Viva la muerte! Les 1er et 2 novembre, tout le Mexique fête ses morts. Dans la région du lac de Patzcuaro, au centre du pays, les célébrations, de nuit comme de jour, sont empreintes d'une féérie particulière entretenue par les Indiens purépechas. Tour du lac, des villages pittoresques et des cimetières festifs... ainsi que de quelques endroits à éviter.

Contempler à la lueur des cierges les visages des Indiens purépechas agenouillés sur les tombes de leurs ancêtres, sur les tapis de fleurs orange qui donnent à l'obscurité une splendeur particulière, et admirer, dans les volutes d'encens et de copal, l'authenticité poignante et immuable de cette veillée des défunts: c'est vivre la nuit des Morts à Patzcuaro.

Observer, le lendemain, le ballet des voitures débordant de couronnes en route vers le cimetière, la procession des femmes voûtées sur les offrandes, la valse des musiciens au milieu des tombes, que les familles nettoient et repeignent en des couleurs toujours plus vives, avant de s'y installer confortablement pour un festin qui durera jusqu'au soir: c'est vivre le jour des Morts à Patzcuaro.

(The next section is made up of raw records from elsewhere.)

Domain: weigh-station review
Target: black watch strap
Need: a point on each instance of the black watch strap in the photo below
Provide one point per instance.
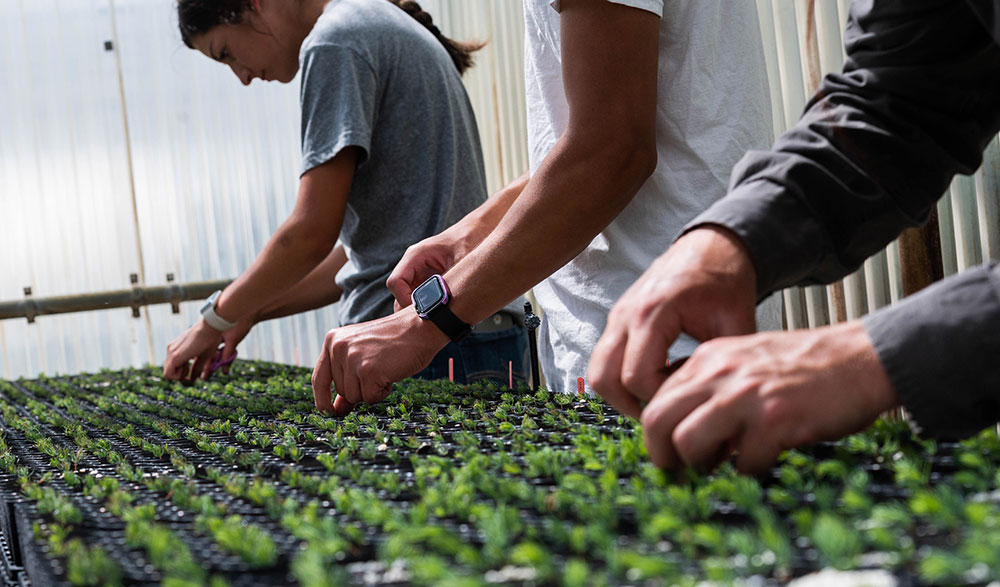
(449, 323)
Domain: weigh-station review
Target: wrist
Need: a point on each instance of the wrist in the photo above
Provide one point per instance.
(720, 250)
(210, 314)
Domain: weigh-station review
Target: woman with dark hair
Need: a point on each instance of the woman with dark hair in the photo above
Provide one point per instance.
(390, 155)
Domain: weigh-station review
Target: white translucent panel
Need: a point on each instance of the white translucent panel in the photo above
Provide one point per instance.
(496, 83)
(987, 181)
(67, 219)
(146, 157)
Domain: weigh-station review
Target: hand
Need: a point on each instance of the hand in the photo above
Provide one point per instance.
(364, 360)
(761, 394)
(190, 354)
(436, 254)
(231, 338)
(703, 285)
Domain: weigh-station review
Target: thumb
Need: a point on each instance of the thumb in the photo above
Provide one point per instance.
(342, 407)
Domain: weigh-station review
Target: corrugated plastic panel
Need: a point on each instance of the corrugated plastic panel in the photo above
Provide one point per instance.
(149, 158)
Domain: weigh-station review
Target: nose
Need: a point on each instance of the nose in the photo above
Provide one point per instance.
(245, 75)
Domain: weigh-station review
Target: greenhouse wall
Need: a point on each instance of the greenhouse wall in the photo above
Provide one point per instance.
(123, 152)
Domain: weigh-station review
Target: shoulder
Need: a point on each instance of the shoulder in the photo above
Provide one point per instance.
(357, 24)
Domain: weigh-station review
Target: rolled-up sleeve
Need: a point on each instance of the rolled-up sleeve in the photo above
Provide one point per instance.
(917, 102)
(941, 350)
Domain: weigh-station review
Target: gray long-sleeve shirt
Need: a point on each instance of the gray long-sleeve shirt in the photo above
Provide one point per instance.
(917, 102)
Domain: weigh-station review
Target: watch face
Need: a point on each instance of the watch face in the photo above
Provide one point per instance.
(429, 294)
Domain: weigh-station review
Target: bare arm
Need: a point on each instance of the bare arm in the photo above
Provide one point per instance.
(609, 55)
(610, 58)
(313, 291)
(299, 245)
(439, 253)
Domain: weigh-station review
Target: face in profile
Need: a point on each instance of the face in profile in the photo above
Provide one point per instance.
(252, 49)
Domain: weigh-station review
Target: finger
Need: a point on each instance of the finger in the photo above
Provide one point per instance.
(198, 367)
(171, 368)
(707, 436)
(342, 407)
(645, 353)
(228, 355)
(604, 374)
(375, 392)
(345, 381)
(756, 453)
(321, 380)
(662, 415)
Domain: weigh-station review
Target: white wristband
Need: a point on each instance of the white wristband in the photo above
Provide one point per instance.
(211, 318)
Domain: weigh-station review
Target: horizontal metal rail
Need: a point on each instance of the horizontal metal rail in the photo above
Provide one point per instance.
(136, 297)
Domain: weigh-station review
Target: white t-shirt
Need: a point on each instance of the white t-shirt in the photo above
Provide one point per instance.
(713, 106)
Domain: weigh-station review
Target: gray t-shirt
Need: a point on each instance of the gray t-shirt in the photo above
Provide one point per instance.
(375, 78)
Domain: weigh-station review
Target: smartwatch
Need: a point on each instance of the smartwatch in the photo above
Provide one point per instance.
(430, 300)
(211, 318)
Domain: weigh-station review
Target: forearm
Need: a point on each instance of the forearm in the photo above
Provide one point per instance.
(315, 290)
(478, 224)
(300, 244)
(286, 259)
(576, 192)
(939, 348)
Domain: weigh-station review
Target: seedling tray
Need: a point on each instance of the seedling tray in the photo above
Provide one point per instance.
(125, 478)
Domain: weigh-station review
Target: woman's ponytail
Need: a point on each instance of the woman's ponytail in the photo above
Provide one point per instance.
(461, 53)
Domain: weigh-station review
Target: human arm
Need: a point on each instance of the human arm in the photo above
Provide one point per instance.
(609, 57)
(871, 156)
(301, 243)
(876, 148)
(316, 290)
(439, 253)
(934, 353)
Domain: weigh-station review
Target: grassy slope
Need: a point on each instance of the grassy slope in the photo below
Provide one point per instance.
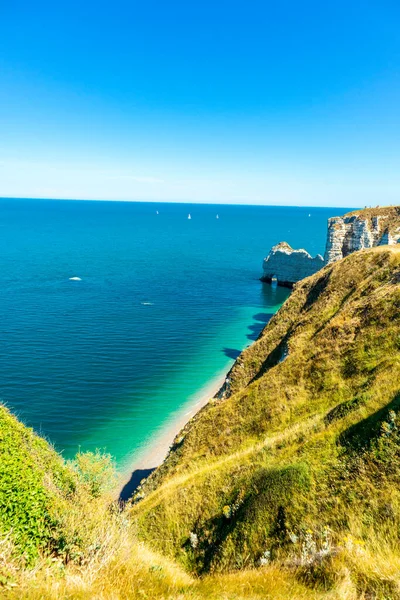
(298, 445)
(305, 441)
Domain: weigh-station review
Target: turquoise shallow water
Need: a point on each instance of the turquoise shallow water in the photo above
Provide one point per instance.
(164, 304)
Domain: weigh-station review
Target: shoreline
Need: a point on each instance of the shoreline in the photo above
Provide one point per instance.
(154, 453)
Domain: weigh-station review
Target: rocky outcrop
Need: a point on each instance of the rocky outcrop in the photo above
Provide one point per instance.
(354, 231)
(361, 229)
(287, 265)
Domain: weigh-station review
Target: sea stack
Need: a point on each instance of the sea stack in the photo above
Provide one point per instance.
(354, 231)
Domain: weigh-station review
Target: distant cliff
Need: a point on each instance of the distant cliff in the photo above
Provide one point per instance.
(354, 231)
(288, 265)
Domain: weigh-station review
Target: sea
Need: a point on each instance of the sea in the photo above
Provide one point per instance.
(115, 315)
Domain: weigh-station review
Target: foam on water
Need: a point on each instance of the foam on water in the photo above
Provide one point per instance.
(91, 366)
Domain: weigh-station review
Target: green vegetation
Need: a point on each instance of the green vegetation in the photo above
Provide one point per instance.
(287, 488)
(295, 447)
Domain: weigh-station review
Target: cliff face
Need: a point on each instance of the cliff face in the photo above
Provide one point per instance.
(307, 440)
(289, 265)
(361, 229)
(355, 231)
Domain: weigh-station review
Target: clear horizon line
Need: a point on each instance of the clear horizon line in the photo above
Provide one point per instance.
(205, 202)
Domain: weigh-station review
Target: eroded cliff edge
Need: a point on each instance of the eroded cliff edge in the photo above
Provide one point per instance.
(354, 231)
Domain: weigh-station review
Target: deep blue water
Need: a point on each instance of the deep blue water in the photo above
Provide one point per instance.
(164, 304)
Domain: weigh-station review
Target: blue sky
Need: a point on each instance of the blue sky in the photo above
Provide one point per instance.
(255, 102)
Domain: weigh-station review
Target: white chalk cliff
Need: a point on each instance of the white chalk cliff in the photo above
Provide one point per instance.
(355, 231)
(288, 265)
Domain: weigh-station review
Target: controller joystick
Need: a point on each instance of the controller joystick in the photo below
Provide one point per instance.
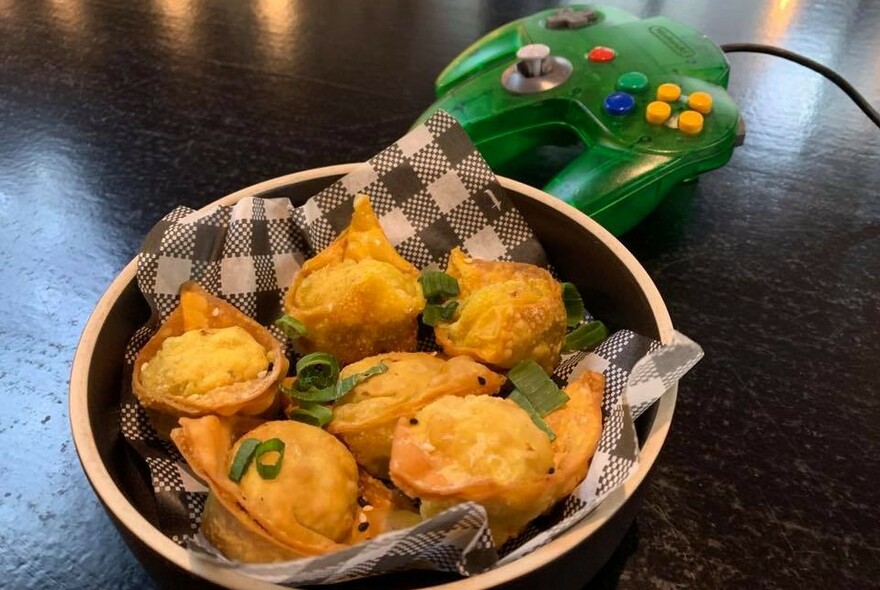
(646, 98)
(535, 70)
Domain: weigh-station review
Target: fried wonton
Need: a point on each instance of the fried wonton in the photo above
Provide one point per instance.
(476, 448)
(208, 358)
(366, 417)
(358, 297)
(577, 426)
(508, 312)
(309, 508)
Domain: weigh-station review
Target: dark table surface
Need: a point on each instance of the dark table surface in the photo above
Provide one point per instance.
(111, 113)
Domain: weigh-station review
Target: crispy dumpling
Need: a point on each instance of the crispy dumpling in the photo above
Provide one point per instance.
(577, 426)
(476, 448)
(208, 358)
(366, 417)
(358, 297)
(309, 508)
(508, 312)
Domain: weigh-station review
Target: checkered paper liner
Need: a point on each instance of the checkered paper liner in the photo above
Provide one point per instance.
(431, 191)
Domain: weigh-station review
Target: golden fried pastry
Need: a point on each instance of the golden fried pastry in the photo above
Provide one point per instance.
(366, 417)
(310, 507)
(577, 426)
(508, 312)
(208, 358)
(358, 297)
(476, 448)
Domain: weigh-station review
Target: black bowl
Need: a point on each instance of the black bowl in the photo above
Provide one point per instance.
(616, 288)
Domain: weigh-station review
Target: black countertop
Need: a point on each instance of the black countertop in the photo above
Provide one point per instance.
(111, 113)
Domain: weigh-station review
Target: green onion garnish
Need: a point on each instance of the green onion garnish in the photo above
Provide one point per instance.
(292, 327)
(317, 370)
(434, 313)
(309, 413)
(574, 305)
(522, 401)
(437, 286)
(533, 382)
(347, 384)
(243, 458)
(585, 337)
(269, 470)
(312, 383)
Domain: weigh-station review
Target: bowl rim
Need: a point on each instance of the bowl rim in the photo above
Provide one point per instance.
(126, 514)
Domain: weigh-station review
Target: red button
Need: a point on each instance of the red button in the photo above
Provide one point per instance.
(601, 54)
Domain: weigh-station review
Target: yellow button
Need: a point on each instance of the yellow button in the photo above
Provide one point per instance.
(690, 122)
(668, 92)
(657, 112)
(700, 102)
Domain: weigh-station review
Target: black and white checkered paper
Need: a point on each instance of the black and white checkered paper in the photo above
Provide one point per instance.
(432, 191)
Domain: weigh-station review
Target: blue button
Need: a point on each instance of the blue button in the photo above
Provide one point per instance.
(619, 104)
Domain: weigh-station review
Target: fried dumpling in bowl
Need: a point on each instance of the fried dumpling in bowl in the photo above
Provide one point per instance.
(358, 297)
(366, 417)
(208, 358)
(476, 448)
(577, 426)
(309, 507)
(507, 312)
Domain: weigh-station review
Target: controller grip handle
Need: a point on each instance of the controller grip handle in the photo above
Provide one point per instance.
(602, 181)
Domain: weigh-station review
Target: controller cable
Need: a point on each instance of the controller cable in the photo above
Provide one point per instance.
(839, 80)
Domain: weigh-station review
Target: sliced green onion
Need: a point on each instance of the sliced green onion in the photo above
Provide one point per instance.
(269, 470)
(316, 371)
(585, 337)
(243, 458)
(434, 313)
(309, 413)
(574, 305)
(347, 384)
(534, 384)
(332, 392)
(522, 401)
(437, 286)
(292, 327)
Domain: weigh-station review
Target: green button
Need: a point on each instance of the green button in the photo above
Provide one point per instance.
(635, 82)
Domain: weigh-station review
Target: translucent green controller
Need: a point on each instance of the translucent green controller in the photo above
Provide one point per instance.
(646, 97)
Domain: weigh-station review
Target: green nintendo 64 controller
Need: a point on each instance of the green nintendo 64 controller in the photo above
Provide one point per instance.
(646, 97)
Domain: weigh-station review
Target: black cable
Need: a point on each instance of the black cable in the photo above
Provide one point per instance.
(839, 80)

Autour de cette petite ville de 50 000 habitants de l'État du Michoacán, se déroule chaque année la magie de la fête mexicaine des morts, peu à peu remplacée par l'Halloween anglo-saxonne dans le reste du pays. Dévaler les ruelles escarpées de Patzcuaro, se faufiler entre ses façades blanches aux toits rouges, arpenter la belle place Vasco de Quiroga et s'extasier devant l'artisanat local n'est que la première étape du voyage. La deuxième, qui demande une certaine vigilance, consiste à ne pas vous laisser entraîner, le soir du 1er novembre, dans la classique excursion dans l'île de Janitzio.

Depuis quelques années, il semble qu'il y ait une décision de canaliser les touristes vers cette île que les locaux ont désertée. On les comprend: l'an dernier, près de 20 000 visiteurs ont envahi cet espace peuplé de 2500 habitants! Ambiance au cimetière de Janitzio: hordes de touristes piétinant les tombes et les offrandes. C'est la manière la moins authentique d'assister à ces célébrations, normalement intimes et solennelles. En outre, dans la nuit, il n'est pas aisé d'apprécier le spectacle que les pêcheurs locaux donnent sur le lac en faisant virevolter leurs filets.

La réussite de votre nuit des Morts réside dans votre capacité à vous éloigner de Patzcuaro, Janitzio et des excursions organisées, pour vous perdre dans les villages des alentours. Pour les moins aventureux, certaines «visites guidées alternatives» font leur apparition, plus respectueuses des traditions. Hasardez-vous dans les cimetières des patelins qui bordent le lac. Laissez-vous gagner par cette atmosphère ténébreuse et fascinante, laissez-vous hypnotiser par la gravité de l'instant, ces vivants unis en prières à leurs morts.

À Tzintzuntzan, village qui fait honneur à son nom festif, vous pouvez assister en pleine nuit à un festival de danses et musiques folkloriques, avec la comique danza del viejito (danse du petit vieillard). Le lendemain, jour des Morts, préparez-vous à une explosion de couleurs autour du lac et dans les campagnes. Les arches de fleurs et de fruits du cimetière d'Ihuatzio vous laisseront pantois.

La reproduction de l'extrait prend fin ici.